CORSI: Well, that's right. And look, Chapter Five -- Chapter Four of my book, The Obama Nation -- this whole Kenyan story I told is absolutely true. Obama went out of his way -- and now I've even got the government videos asking Obama to leave the country for interfering in their politics in 2006, when he's over there in the Senate visiting, campaigned with Odinga, and Odinga showing up everywhere Obama was. The Obama campaign called me a liar, but they don't -- then they don't -- I wrote a rejoinder -- you know, they wrote this 40-page rebuttal, saying my book was unfit to publish. I wrote a 50-page rejoinder to it. Disproved every point that they made, showing how bad their arguments were. They never answered me, but yet they call me the liar. You know, everything I wrote -- if you read The Obama Nation, Lee, you'll see --
RODGERS: I have.
CORSI: -- why they don't want it read, 'cause what I'm saying is the truth. They've called me -- you know, they tell me I'm a hack writer, and I'm a smear artist. Anything you say that's negative to Obama, they say it's racist, it's a smear --
RODGERS: Like using his middle name, for example.
CORSI: True. That is his -- Hussein is his middle name. I mean, you know, it's not smearing him to point out his middle name. And in my book, what I do is I very carefully documented -- I've got about 700 footnotes in the book, and, of course, they want to ridicule the footnotes. You know, but the Obama campaign is using the Saul Alinsky tactics. Obama was trained by Saul Alinsky -- an organization -- Saul Alinsky's “Rules for Radicals” said ridicule your opponents and call them names. Do everything you can to make people not listen to them. I'm telling the truth in The Obama Nation, and if people read the book, they'll see that it's true.

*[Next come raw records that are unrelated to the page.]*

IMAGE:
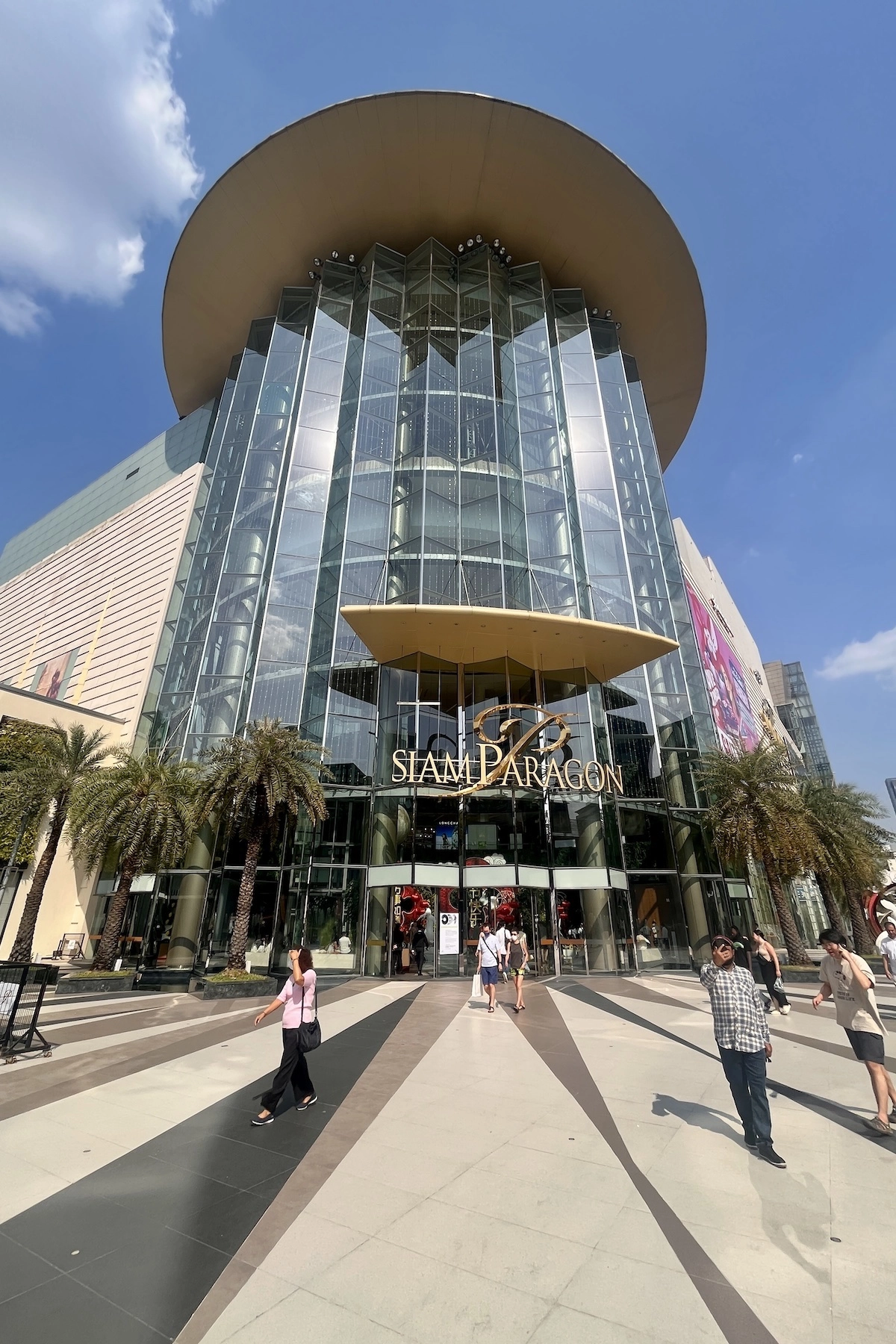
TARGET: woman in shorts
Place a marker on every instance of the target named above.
(517, 961)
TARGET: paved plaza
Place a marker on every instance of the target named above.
(567, 1175)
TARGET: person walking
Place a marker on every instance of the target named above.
(517, 962)
(850, 981)
(742, 951)
(889, 948)
(488, 959)
(770, 971)
(420, 942)
(299, 999)
(743, 1041)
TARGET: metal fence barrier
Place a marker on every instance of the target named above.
(22, 989)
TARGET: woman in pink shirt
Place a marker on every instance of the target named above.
(297, 998)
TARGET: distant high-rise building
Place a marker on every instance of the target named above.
(793, 702)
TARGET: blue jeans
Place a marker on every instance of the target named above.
(746, 1074)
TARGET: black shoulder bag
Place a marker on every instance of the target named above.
(309, 1033)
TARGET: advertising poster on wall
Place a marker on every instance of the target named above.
(52, 676)
(449, 933)
(726, 682)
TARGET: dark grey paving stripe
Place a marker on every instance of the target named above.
(547, 1033)
(423, 1023)
(45, 1081)
(821, 1105)
(155, 1229)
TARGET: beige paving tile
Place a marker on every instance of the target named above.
(519, 1258)
(421, 1171)
(635, 1236)
(23, 1184)
(308, 1316)
(794, 1269)
(793, 1324)
(563, 1325)
(311, 1246)
(60, 1149)
(571, 1214)
(657, 1301)
(258, 1296)
(363, 1204)
(581, 1145)
(558, 1174)
(860, 1295)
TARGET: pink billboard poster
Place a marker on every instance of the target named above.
(726, 680)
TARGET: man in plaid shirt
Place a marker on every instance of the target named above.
(744, 1045)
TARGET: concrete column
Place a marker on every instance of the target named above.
(191, 898)
(595, 900)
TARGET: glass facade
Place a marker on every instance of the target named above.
(441, 428)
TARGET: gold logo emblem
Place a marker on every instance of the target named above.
(526, 759)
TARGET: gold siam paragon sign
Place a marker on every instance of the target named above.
(526, 761)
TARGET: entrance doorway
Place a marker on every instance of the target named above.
(435, 930)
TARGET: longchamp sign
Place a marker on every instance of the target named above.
(528, 762)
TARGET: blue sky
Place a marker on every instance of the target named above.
(765, 129)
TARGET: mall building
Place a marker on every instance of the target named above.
(432, 355)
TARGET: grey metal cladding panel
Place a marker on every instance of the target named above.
(152, 465)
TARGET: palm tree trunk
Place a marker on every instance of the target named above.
(237, 959)
(108, 949)
(862, 933)
(22, 948)
(832, 909)
(797, 954)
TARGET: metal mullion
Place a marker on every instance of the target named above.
(270, 551)
(242, 475)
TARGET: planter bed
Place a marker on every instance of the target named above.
(96, 984)
(257, 987)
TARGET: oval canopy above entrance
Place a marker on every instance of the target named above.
(480, 633)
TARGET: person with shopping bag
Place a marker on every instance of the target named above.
(301, 1034)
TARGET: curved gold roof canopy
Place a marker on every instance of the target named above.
(398, 168)
(481, 633)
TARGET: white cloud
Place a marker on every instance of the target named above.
(94, 147)
(19, 315)
(865, 656)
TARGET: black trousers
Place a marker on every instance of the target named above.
(746, 1074)
(293, 1068)
(768, 969)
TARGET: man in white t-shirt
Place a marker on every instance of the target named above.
(889, 948)
(501, 939)
(487, 961)
(850, 981)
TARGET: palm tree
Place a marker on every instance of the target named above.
(848, 826)
(254, 780)
(141, 808)
(38, 786)
(755, 811)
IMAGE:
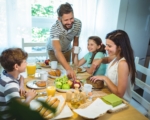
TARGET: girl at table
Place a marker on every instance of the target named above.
(96, 51)
(120, 74)
(13, 60)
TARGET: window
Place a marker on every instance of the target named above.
(43, 16)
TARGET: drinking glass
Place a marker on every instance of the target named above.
(51, 90)
(31, 68)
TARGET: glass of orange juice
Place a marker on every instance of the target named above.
(51, 90)
(31, 68)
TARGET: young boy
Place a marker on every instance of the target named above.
(13, 60)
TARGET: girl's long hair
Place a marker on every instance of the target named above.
(98, 41)
(120, 38)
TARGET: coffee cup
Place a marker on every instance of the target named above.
(77, 49)
(43, 76)
(54, 64)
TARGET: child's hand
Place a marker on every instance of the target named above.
(22, 89)
(29, 95)
(95, 78)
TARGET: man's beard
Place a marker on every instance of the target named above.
(65, 26)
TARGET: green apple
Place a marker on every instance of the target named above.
(58, 85)
(65, 86)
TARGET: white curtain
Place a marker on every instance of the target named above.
(98, 18)
(15, 22)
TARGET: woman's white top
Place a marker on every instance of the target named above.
(112, 74)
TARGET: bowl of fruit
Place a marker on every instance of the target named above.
(45, 63)
(63, 84)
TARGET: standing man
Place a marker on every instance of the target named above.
(62, 33)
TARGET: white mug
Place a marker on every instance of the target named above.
(53, 64)
(43, 76)
(77, 49)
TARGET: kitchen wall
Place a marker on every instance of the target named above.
(134, 18)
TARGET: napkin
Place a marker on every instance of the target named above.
(112, 99)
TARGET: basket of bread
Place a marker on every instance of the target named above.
(56, 103)
(77, 99)
(63, 84)
(54, 73)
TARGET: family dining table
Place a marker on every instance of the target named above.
(129, 113)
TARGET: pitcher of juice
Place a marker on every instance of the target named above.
(31, 68)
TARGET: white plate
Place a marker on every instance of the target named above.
(63, 72)
(64, 90)
(31, 84)
(65, 113)
(83, 70)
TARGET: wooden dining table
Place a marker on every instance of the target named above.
(129, 113)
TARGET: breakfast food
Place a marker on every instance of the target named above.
(79, 70)
(41, 83)
(47, 61)
(98, 84)
(54, 102)
(64, 83)
(75, 99)
(56, 72)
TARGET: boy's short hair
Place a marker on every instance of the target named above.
(12, 56)
(64, 9)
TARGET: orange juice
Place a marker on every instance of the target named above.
(31, 68)
(51, 90)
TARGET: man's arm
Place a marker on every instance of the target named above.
(75, 43)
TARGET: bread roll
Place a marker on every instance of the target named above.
(43, 110)
(68, 96)
(41, 83)
(83, 97)
(51, 102)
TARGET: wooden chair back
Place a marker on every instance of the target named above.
(140, 99)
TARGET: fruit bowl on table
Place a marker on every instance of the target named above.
(81, 69)
(42, 64)
(63, 84)
(56, 73)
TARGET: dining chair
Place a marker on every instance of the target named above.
(138, 101)
(35, 49)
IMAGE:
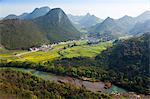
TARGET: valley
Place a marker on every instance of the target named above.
(48, 54)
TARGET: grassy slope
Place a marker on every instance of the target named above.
(81, 50)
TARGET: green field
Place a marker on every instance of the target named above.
(81, 48)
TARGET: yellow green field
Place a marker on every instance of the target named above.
(58, 51)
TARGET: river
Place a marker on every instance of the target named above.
(92, 86)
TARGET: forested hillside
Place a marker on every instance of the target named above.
(130, 61)
(26, 85)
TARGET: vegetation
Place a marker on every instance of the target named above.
(29, 86)
(129, 60)
(23, 34)
(77, 49)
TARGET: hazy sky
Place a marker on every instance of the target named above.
(100, 8)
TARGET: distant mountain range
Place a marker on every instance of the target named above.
(84, 21)
(124, 26)
(36, 28)
(37, 12)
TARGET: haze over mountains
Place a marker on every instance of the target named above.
(123, 26)
(34, 29)
(45, 25)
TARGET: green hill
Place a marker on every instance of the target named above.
(52, 27)
(130, 61)
(27, 86)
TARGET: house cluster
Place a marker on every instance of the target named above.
(129, 95)
(41, 48)
(67, 42)
(47, 47)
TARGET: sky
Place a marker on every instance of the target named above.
(100, 8)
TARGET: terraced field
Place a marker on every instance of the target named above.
(75, 49)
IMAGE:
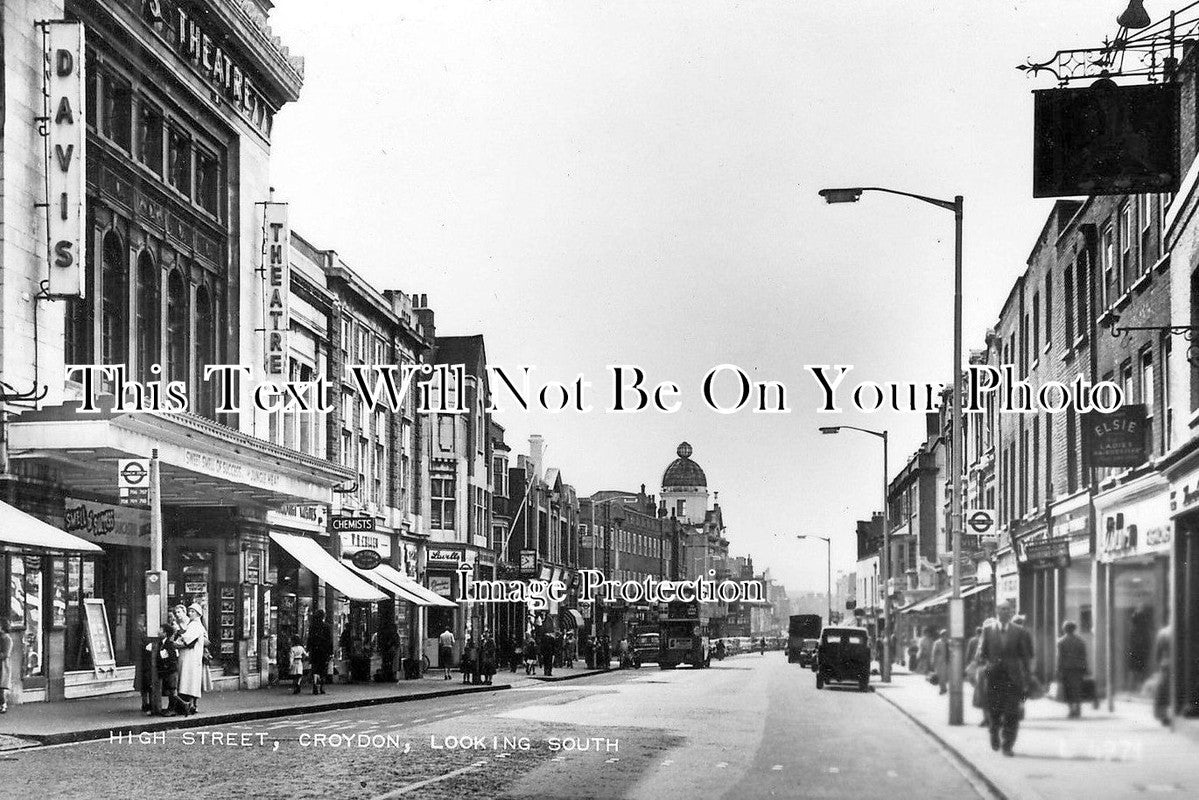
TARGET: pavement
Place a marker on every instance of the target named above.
(748, 727)
(85, 719)
(1120, 753)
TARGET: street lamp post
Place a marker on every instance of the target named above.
(885, 561)
(957, 619)
(829, 571)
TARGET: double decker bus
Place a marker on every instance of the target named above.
(682, 627)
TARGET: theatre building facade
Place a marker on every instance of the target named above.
(167, 274)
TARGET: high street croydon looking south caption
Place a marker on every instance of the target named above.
(375, 378)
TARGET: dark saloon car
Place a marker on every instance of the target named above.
(843, 656)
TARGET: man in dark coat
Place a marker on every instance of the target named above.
(1072, 668)
(548, 650)
(1005, 654)
(320, 650)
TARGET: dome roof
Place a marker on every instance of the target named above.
(682, 470)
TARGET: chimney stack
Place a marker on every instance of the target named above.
(536, 447)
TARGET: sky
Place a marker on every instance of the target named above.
(634, 182)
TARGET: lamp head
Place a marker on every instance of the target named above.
(841, 194)
(1134, 17)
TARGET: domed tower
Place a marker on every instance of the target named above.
(685, 488)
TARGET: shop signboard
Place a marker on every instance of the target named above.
(1134, 529)
(1115, 439)
(1106, 139)
(353, 542)
(133, 481)
(1050, 554)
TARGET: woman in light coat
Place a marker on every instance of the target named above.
(191, 659)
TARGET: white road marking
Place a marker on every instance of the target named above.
(413, 787)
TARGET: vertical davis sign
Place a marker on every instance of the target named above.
(64, 130)
(277, 274)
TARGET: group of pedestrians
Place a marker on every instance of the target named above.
(318, 653)
(180, 657)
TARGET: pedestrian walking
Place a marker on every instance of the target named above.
(1163, 655)
(320, 650)
(1005, 651)
(941, 662)
(5, 667)
(548, 650)
(296, 656)
(192, 643)
(469, 660)
(1071, 668)
(976, 675)
(445, 651)
(167, 654)
(530, 654)
(487, 657)
(925, 653)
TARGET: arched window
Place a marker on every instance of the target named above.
(176, 328)
(114, 301)
(146, 316)
(205, 349)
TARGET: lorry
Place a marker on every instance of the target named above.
(802, 626)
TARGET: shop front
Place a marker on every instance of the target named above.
(1055, 579)
(217, 488)
(47, 576)
(1133, 565)
(1182, 613)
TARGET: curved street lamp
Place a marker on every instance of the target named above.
(885, 667)
(957, 620)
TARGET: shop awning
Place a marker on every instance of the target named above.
(395, 588)
(313, 557)
(401, 579)
(928, 603)
(19, 529)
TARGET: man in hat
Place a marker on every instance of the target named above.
(1005, 654)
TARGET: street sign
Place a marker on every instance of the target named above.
(981, 522)
(366, 559)
(133, 481)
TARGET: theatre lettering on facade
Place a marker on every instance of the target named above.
(173, 113)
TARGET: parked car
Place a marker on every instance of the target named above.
(646, 648)
(843, 656)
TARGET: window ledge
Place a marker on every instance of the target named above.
(1162, 264)
(1142, 282)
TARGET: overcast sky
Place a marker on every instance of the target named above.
(636, 182)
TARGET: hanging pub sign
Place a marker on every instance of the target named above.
(1106, 139)
(277, 272)
(65, 130)
(1115, 439)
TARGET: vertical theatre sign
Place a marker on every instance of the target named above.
(65, 134)
(277, 271)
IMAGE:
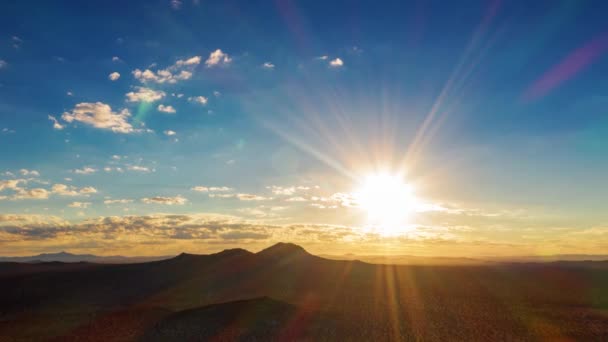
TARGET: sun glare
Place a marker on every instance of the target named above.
(388, 201)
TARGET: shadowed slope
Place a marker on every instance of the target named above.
(370, 302)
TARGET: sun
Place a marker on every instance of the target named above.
(388, 201)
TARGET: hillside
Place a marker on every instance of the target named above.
(328, 299)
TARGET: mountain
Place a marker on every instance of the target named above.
(69, 257)
(285, 293)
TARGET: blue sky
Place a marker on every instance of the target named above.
(494, 112)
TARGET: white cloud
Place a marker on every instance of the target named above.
(177, 200)
(114, 76)
(37, 193)
(251, 197)
(196, 60)
(11, 184)
(69, 190)
(181, 70)
(144, 94)
(88, 190)
(287, 191)
(166, 109)
(176, 4)
(218, 58)
(85, 171)
(296, 199)
(199, 99)
(79, 204)
(26, 172)
(118, 201)
(201, 188)
(336, 63)
(100, 115)
(138, 168)
(56, 124)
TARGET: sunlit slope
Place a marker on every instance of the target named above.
(358, 300)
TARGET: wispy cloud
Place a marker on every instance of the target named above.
(218, 58)
(87, 170)
(336, 63)
(180, 71)
(100, 115)
(144, 94)
(114, 76)
(198, 99)
(177, 200)
(166, 109)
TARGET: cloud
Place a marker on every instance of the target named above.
(36, 193)
(176, 4)
(166, 109)
(180, 71)
(251, 197)
(69, 190)
(287, 191)
(177, 200)
(87, 170)
(145, 95)
(218, 58)
(79, 204)
(296, 199)
(26, 172)
(211, 195)
(117, 201)
(336, 63)
(174, 232)
(56, 124)
(196, 60)
(100, 115)
(138, 168)
(88, 190)
(211, 189)
(198, 99)
(114, 76)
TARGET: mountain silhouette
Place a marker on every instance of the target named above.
(308, 297)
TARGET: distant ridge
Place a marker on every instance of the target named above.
(286, 250)
(282, 249)
(72, 258)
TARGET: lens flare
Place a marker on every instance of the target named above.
(388, 201)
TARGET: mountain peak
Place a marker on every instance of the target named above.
(283, 249)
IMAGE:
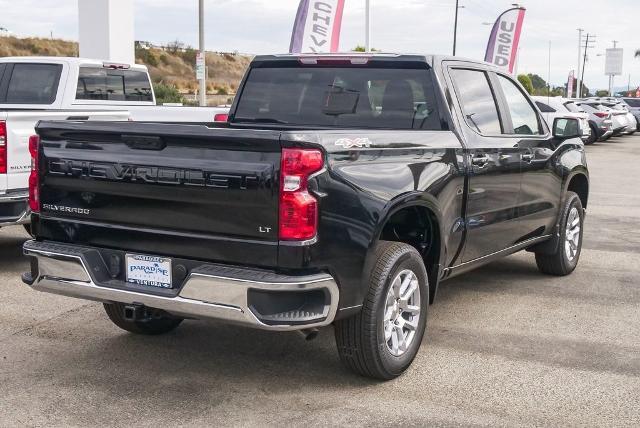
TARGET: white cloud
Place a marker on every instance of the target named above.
(422, 26)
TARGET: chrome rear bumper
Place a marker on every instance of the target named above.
(14, 208)
(208, 292)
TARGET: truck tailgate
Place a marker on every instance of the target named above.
(180, 190)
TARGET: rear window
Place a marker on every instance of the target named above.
(575, 108)
(33, 84)
(340, 96)
(633, 102)
(113, 85)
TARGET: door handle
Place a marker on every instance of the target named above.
(480, 161)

RODGERS: So, you're out now, you're in London. I would assume you have no plans for a return visit to Kenya, which is too bad. The beaches down at Mombasa are very nice -- very nice, indeed.
CORSI: Mombasa's beautiful.
RODGERS: But when are you coming back to the US of A? Are you going to be back in time for the election, or what?
CORSI: Yes, Lee. I'll be back on -- I'll be back on Saturday. The first television --Hannity & Colmes has me on tonight at 9 o'clock. I'll be doing it from London. It'll be the middle of the night here in London. That'll be the first TV since I was, you know, detained and thrown out of Kenya. And I think the story here, really, is the suppression of the press. You're exactly right. I hate to think of what the First Amendment is going to mean. If you write a negative book or criticize Obama, I think you're now going to have to risk being thrown in jail or killed.
RODGERS: Yeah, well, that's the mentality of these -- of these people. And I would assume we could tell everyone that they can read a full account of your vacation in Kenya at WorldNetDaily.com?